Mesmo depois de duas décadas do seu lançamento, Meninas Malvadas ainda consegue abordar – entre acertos e deslizes – algumas pautas relevantes da atualidade. Do lado negativo, o filme apresenta comentários superficiais e questionáveis sobre gordofobia e distúrbios alimentares. Por outro lado, podemos destacar a representatividade queer, ainda que caricata, e a mensagem feminista que surge no final, questionando a rivalidade entre mulheres tão presente na sociedade.
Além da já mencionada Tina Fey, também é necessário destacar a importância de Lindsay Lohan e Rachel McAdams, que interpretam Cady Heron e Regina George, respectivamente.

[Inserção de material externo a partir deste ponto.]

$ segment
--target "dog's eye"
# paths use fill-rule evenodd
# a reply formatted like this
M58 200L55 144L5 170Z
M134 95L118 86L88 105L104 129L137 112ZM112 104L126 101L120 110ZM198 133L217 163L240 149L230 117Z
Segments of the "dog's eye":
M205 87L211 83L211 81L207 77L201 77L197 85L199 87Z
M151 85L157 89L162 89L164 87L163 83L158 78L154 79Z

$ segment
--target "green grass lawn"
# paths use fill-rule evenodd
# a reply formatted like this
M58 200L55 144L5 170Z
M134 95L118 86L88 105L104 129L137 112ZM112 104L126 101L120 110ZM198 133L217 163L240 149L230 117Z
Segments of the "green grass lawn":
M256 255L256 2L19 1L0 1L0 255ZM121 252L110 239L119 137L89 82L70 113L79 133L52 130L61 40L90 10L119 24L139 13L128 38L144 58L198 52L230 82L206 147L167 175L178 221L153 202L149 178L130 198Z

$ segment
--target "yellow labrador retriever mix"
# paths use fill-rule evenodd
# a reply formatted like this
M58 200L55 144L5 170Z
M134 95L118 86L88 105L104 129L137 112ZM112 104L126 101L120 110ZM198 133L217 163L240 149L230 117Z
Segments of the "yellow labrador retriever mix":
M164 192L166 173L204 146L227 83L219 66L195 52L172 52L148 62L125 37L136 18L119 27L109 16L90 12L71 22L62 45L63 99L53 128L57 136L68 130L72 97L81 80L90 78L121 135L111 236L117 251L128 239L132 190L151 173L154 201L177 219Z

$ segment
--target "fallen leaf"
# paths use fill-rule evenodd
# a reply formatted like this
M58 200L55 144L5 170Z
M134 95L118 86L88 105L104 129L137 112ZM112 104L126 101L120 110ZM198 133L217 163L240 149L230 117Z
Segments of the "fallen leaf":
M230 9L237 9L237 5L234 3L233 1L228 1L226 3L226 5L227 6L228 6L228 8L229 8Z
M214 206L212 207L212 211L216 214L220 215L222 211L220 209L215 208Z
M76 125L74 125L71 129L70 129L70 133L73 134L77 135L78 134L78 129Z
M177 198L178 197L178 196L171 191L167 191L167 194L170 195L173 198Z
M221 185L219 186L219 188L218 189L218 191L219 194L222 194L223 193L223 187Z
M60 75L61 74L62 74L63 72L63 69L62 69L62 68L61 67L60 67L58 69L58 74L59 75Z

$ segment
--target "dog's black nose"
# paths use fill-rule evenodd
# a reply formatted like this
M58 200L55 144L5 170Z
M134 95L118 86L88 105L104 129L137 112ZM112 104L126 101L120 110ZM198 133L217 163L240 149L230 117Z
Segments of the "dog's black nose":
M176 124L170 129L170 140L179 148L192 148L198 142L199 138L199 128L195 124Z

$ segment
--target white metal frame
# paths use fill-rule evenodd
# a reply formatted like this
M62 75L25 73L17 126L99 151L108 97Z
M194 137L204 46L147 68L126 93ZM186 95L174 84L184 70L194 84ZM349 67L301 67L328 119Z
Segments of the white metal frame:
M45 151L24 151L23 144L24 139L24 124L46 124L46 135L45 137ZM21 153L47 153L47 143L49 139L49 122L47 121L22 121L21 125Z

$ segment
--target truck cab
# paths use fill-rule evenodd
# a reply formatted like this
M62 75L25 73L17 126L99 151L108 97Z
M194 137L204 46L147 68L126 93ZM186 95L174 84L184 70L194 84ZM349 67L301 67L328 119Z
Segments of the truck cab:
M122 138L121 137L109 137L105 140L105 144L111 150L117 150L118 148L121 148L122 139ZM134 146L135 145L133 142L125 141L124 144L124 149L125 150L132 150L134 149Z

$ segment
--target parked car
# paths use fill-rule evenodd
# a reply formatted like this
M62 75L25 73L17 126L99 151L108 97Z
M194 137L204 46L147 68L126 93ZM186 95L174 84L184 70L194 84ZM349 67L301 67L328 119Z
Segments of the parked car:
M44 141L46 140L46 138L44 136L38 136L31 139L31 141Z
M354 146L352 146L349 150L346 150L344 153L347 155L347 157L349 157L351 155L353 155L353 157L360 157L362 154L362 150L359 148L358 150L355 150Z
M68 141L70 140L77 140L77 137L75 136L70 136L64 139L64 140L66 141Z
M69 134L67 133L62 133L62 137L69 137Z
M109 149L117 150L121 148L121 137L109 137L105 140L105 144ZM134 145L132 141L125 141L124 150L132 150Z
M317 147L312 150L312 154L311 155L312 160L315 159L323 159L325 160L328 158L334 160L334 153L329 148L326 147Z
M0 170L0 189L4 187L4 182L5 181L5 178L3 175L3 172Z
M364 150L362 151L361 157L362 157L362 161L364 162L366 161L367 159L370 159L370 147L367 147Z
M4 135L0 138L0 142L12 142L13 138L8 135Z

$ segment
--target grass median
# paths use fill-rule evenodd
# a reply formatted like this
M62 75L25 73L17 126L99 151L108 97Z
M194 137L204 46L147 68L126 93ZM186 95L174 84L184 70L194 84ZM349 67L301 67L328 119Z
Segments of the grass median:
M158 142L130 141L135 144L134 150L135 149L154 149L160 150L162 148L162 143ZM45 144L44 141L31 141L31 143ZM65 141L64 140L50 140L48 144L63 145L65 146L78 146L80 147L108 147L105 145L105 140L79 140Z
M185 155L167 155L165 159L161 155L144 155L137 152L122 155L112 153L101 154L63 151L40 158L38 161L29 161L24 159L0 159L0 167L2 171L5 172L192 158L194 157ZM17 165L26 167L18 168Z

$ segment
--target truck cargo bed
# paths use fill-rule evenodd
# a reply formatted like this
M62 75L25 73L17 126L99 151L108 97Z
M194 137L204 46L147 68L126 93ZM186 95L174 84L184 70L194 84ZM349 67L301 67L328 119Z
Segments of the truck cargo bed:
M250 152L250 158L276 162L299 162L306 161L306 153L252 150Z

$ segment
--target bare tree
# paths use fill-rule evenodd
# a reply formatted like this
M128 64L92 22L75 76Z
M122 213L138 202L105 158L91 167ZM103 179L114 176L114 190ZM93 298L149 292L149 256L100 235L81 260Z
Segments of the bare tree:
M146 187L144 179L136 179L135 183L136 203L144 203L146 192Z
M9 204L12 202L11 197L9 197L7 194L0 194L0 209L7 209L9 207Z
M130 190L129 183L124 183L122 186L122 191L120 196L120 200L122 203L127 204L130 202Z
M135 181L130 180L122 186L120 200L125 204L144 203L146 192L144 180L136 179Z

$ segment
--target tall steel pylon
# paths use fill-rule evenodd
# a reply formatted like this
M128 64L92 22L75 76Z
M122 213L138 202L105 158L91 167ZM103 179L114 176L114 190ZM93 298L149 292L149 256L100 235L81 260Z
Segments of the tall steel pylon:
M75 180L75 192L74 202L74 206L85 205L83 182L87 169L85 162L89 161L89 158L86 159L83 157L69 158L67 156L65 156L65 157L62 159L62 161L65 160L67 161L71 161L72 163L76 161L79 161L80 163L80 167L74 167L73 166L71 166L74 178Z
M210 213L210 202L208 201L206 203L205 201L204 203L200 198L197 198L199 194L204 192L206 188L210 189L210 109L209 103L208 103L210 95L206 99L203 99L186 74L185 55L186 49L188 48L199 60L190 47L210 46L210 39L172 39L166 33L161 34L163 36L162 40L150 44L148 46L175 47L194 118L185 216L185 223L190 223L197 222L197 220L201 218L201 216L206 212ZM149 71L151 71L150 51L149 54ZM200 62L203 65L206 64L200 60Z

As duas atrizes já vinham de longas de sucesso e logo então se consagraram como as it girls dos filmes de Comédia romântica. Em Meninas Malvadas, Lohan e McAdams não só representam suas personagens, mas também definem suas características nos próprios termos. A estrela de Operação Cupido (1998) traz sagacidade à inocência de Cady e a protagonista de Diário de uma Paixão (2004) consegue fazer o público amar a malvadeza de Regina. É muito difícil não passar 80% do tempo falando sobre a performance de cada uma e os outros 20% esperando que alguém comente.

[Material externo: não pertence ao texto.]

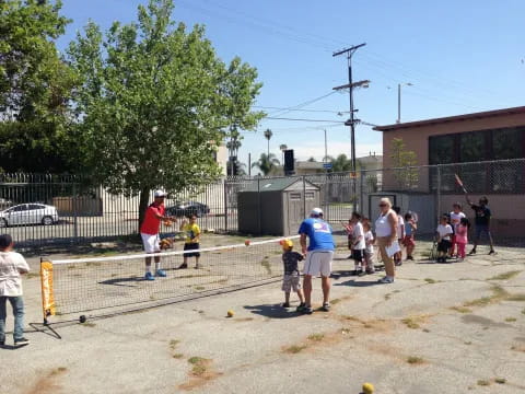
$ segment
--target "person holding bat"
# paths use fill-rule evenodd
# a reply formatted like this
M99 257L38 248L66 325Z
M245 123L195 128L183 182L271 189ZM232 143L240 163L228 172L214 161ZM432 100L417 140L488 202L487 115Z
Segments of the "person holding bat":
M150 204L144 213L144 220L140 227L140 236L142 244L144 245L144 252L159 253L161 252L159 231L161 229L161 222L170 224L172 221L177 221L176 218L164 216L164 198L166 193L163 190L156 190L153 195L154 201ZM145 280L155 280L156 277L165 277L166 271L161 269L161 256L155 256L155 275L151 273L151 257L145 257Z

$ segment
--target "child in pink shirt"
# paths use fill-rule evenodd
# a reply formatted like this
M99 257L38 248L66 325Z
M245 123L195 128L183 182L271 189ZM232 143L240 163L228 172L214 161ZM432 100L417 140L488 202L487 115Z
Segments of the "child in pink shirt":
M459 224L456 227L456 244L457 244L457 257L459 262L465 258L465 247L468 243L468 228L470 223L467 218L462 218Z

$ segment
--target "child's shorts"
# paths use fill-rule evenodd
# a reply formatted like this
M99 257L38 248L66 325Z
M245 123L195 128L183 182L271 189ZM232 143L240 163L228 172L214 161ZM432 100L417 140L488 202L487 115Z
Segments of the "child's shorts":
M438 243L438 252L448 252L452 246L452 242L448 240L441 240Z
M402 239L402 246L416 246L416 242L413 242L413 235L405 235Z
M352 258L355 263L362 263L364 258L363 250L352 250Z
M282 278L282 291L299 291L301 290L301 277L299 274L285 275Z

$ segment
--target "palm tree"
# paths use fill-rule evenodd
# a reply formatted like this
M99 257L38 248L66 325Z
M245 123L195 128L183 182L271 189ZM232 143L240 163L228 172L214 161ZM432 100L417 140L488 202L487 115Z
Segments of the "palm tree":
M270 154L270 139L271 139L271 136L273 136L273 132L271 132L270 129L266 129L265 130L265 138L268 140L268 150L267 150L268 155Z
M279 165L279 160L273 153L266 154L260 153L259 160L252 164L252 169L256 167L262 173L262 175L268 175L272 170Z
M332 172L352 171L352 161L348 159L345 153L339 154L335 159L332 157L328 157L328 162L331 163Z

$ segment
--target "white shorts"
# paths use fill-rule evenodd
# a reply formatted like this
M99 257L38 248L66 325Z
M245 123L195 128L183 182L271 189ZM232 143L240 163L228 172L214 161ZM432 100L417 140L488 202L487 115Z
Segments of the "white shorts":
M306 254L304 275L329 277L331 274L332 251L312 251Z
M140 233L140 236L142 237L142 244L144 245L144 252L145 253L158 253L161 252L161 239L159 234L144 234Z

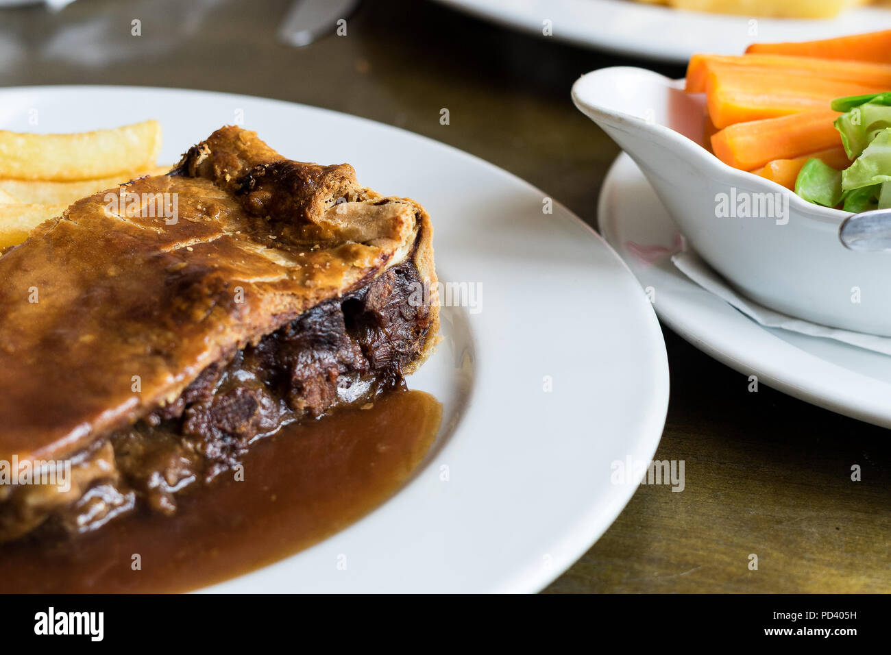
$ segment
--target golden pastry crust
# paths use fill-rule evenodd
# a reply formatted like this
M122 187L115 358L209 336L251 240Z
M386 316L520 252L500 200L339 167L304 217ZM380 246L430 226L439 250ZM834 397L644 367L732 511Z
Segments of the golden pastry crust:
M78 201L0 258L0 458L58 456L127 425L405 257L436 299L427 213L347 164L284 160L228 127L124 191ZM145 216L152 198L176 199L176 222ZM437 301L429 316L412 370L437 341Z

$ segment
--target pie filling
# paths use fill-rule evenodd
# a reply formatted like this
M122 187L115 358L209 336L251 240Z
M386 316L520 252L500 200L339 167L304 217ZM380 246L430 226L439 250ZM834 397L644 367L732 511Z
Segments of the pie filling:
M0 542L94 530L229 471L258 438L404 386L428 338L429 307L411 257L208 366L178 398L71 459L70 488L0 487Z

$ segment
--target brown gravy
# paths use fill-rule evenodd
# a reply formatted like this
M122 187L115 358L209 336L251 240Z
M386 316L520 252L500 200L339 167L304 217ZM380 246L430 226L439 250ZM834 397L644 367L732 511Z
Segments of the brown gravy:
M247 573L380 504L424 458L441 419L432 396L397 391L286 427L251 446L243 481L222 474L171 518L137 514L63 544L0 546L0 592L179 592Z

Após 20 anos, como uma forma de celebrar o aniversário, o longa original ganhou um remake nas grandes telas. As novas gerações não precisavam desse lembrete da iconicidade de Meninas Malvadas, ainda assim a versão de 2024 consegue ser divertida. Baseado no musical da Broadway de mesmo nome, o novo filme é uma tentativa de trazer uma maior representatividade e transportar a narrativa já conhecida para o tempo do Instagram e do TikTok. As canções são divertidas e bem produzidas, o projeto não se leva a sério – de uma forma positiva – e é impossível tirar os olhos da atuação e dos vocais de Reneé Rapp como Regina George. Porém, Angourie Rice não chega nem perto da Cady Heron de Lindsay Lohan, nem de expressar alguma emoção que não pareça forçada em sua performance – o que acaba prejudicando a energia do filme.
Entre as muitas lições finais de Meninas Malvadas – como manteiga ser um carboidrato, evitar sexo se você não quer engravidar ou morrer, e não ficar com o ex-namorado da sua amiga – a mais significativa é que, independentemente de onde estamos, seja no Ensino Médio ou na vida adulta, estamos sempre em busca da aceitação e da nossa identidade. Esse processo é mutável e complexo, mas quando encontramos as pessoas certas, ele se torna muito mais fácil e agradável. Não há necessidade de competição: afinal, todos podemos ser parte da realeza.